Bahamian gov't to respond to UN group damning report
The Bahamas government says it will “comprehensively” respond to a report by the United Nations Working Group on Arbitrary Detention (WGAD) that called on the authorities here to do more to ensure people under arrest are given access to legal representation.
“The Working Group interviewed numerous detainees who were deprived of any legal representation at the initial stages of the proceedings because they did not have the financial means,” the UN Working Group on Arbitrary Detention said in its preliminary report.
But National Security Minister, Wayne Munroe, in criticising the WGAD report, said the experts did not provide proof of many of their accusations about the country’s criminal justice system.
Munroe said he found the report alarming, adding that it had inconsistencies.

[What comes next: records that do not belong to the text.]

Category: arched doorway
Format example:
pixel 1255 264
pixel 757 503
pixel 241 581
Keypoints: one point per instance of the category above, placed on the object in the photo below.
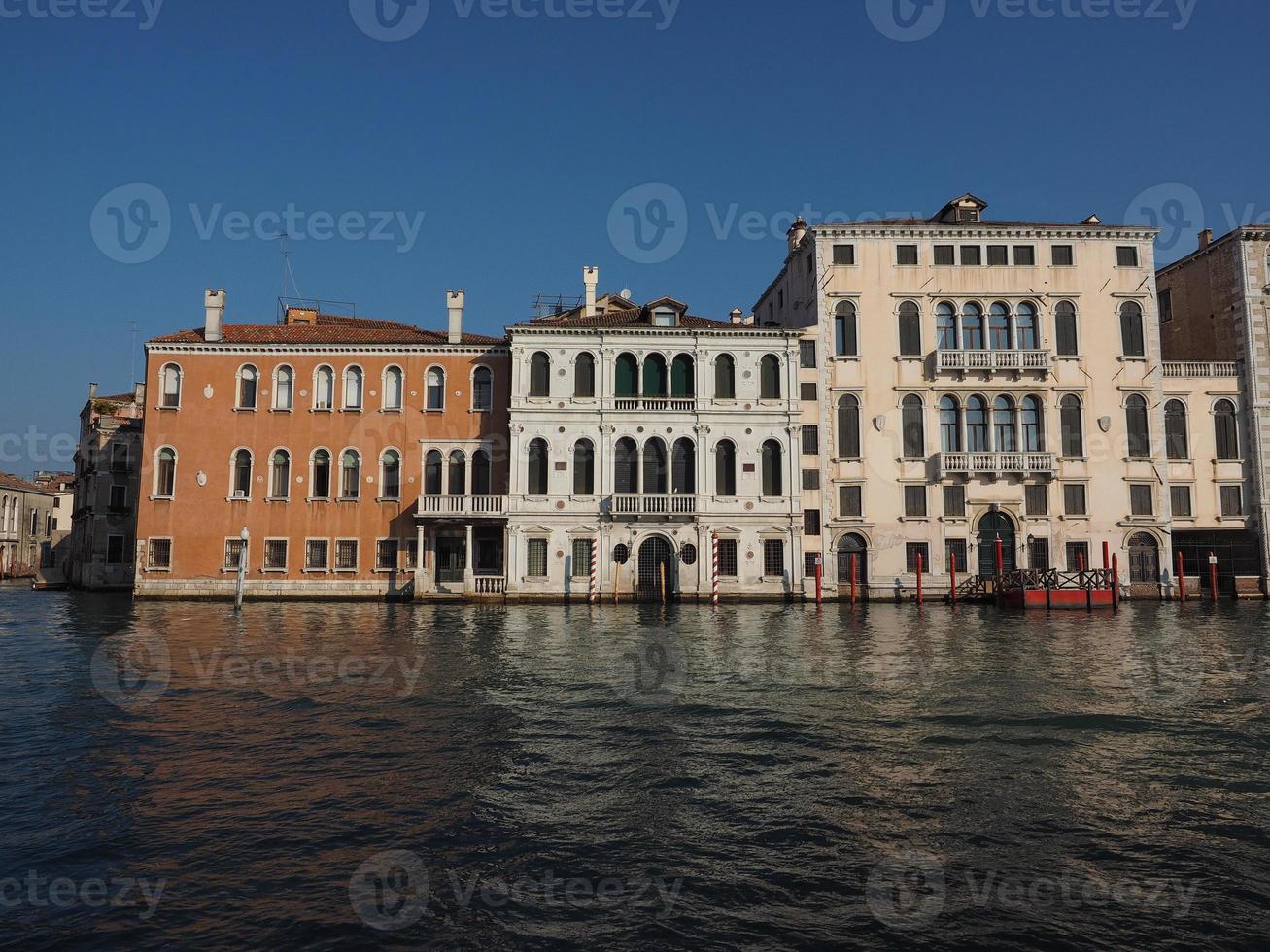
pixel 852 549
pixel 656 558
pixel 1143 559
pixel 992 527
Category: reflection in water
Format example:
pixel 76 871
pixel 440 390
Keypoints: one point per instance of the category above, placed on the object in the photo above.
pixel 751 776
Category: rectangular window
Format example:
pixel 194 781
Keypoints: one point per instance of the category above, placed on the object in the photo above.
pixel 160 554
pixel 1074 499
pixel 318 555
pixel 1232 500
pixel 914 550
pixel 386 555
pixel 536 559
pixel 914 501
pixel 1037 497
pixel 810 522
pixel 1142 499
pixel 773 558
pixel 851 501
pixel 274 554
pixel 346 555
pixel 728 558
pixel 1180 500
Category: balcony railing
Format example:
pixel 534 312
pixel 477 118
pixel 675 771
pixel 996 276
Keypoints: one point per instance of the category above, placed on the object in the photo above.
pixel 996 463
pixel 463 505
pixel 992 359
pixel 1191 368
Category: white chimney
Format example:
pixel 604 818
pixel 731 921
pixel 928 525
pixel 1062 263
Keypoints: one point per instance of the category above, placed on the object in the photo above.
pixel 591 278
pixel 455 301
pixel 215 303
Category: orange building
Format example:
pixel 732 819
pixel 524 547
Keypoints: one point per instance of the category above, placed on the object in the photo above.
pixel 305 446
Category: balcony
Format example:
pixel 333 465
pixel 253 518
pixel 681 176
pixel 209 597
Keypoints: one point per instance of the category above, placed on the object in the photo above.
pixel 992 360
pixel 997 463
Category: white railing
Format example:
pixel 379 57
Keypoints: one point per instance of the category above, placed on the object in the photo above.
pixel 996 463
pixel 992 359
pixel 463 505
pixel 1191 368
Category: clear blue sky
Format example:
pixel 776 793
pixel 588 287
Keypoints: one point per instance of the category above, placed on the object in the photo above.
pixel 514 137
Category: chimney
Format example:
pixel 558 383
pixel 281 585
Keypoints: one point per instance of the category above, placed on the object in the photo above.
pixel 215 303
pixel 591 278
pixel 455 301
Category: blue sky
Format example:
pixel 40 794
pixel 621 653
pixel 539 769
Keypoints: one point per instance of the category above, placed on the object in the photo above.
pixel 499 153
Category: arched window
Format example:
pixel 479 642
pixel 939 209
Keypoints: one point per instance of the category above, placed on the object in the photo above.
pixel 972 326
pixel 1130 329
pixel 432 475
pixel 844 339
pixel 319 487
pixel 945 326
pixel 1137 426
pixel 169 380
pixel 434 389
pixel 725 377
pixel 583 468
pixel 241 487
pixel 627 376
pixel 848 426
pixel 1005 434
pixel 540 375
pixel 772 475
pixel 390 475
pixel 977 425
pixel 1176 438
pixel 683 467
pixel 1225 425
pixel 1072 426
pixel 627 467
pixel 1033 425
pixel 351 475
pixel 248 380
pixel 536 472
pixel 950 425
pixel 280 475
pixel 165 472
pixel 770 377
pixel 483 389
pixel 913 426
pixel 324 389
pixel 1064 329
pixel 353 380
pixel 284 388
pixel 725 468
pixel 910 329
pixel 584 376
pixel 654 468
pixel 458 474
pixel 394 385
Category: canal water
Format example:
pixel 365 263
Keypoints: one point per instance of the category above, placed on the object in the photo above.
pixel 627 778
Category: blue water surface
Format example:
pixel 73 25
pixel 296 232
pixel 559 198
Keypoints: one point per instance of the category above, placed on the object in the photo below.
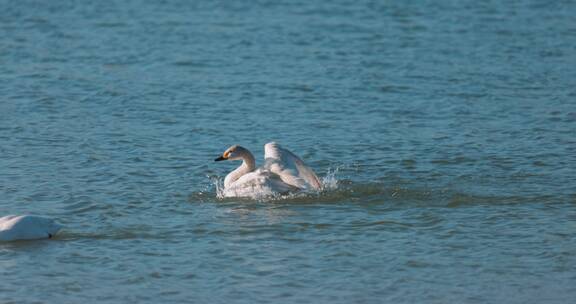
pixel 449 126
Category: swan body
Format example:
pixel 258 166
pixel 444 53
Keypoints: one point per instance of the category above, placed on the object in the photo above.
pixel 27 227
pixel 282 172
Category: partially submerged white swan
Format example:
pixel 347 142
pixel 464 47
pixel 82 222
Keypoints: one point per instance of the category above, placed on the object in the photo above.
pixel 281 173
pixel 27 227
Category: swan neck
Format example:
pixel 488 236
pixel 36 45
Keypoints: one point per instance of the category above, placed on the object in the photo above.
pixel 248 165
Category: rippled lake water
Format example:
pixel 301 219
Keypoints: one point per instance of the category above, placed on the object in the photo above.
pixel 448 128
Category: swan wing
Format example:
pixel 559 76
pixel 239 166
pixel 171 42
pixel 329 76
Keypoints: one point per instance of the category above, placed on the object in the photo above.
pixel 27 227
pixel 289 167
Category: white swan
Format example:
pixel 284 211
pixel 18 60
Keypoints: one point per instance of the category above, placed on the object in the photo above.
pixel 27 227
pixel 282 172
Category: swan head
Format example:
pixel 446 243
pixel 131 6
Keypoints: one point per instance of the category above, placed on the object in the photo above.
pixel 233 153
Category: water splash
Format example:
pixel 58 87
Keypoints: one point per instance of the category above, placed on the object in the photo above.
pixel 329 183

“This report says that the evidential threshold to prove that a confession was a result of ill-treatment is high. The group reports that an accused has to prove that he was beaten. That is not the law in this country as you all know. The law in this country is that we must prove beyond reasonable doubt that the confession was taken without oppression,” Munroe said, urging citizens to trust law enforcement and not the “adverse” report findings.
“One thing I would advise the public against, If you have to choose who you believe, you do yourself a disservice if you choose to believe an adverse report against the very persons who you will call when somebody is at your door, who you will call when you hear gunshots in the night, who you will call when you feel threatened,” he said.
“So, when you decide whose account to believe, I just want you to take into account that the prisoner, the criminal, would always like you to silence your watchdog.”
The WGAD visited the country from November 27 to December 9 and visited 10 facilities and interviewed over 130 people in detention.
In its report, the WGAD said also that people are too often arrested without a warrant, and arrests are sometimes based on outdated or expired warrants. It also found that detainees are often detained for significantly longer than 48 hours without court-granted extensions.
“The Working Group received information that some detainees suffered vision loss due to their detention in darkness,” the report said, noting also recurrent complaints about detainees’ inability to access medical care and the absence of treatment for drug-dependent people.
“The Working Group concludes that conditions of detention do not meet international standards,” the report said, adding that detainees do not spend enough time outside in fresh air.
Regarding prison conditions, the Working Group highlighted familiar concerns about overcrowding at the prison, particularly in the maximum-security section, where slop buckets are still used and there is a lack of running water and adequate sanitation.
But Munroe said the government would comprehensively respond to the report when the full document is released.
The WGAD said it found that detainees are often detained for significantly longer than 48 hours without court-granted extensions, but Munroe responded saying “they speak about persons being detained for more than five days
“Well, anybody who does the math would know that if you are charged on a Friday having been in custody for five days, there is no court to bring you before on a Saturday or a Sunday, and so you will end up being in custody for seven days”.
He also took issue with some other aspects of the preliminary report, saying “my question would be, who is giving them this alert? If it is the person who is arrested, that’s not an actual responsible way to go about critiquing persons.
“If you say that persons have been arrested on outdated warrants, it behoves you to produce the proof of it. If you say I arrest someone on an outdated warrant, that’s a piece of paper that exists as a fact. I’m not a betting man, but I’m almost willing to bet that they didn’t look at one actual warrant,” Munroe told reporters.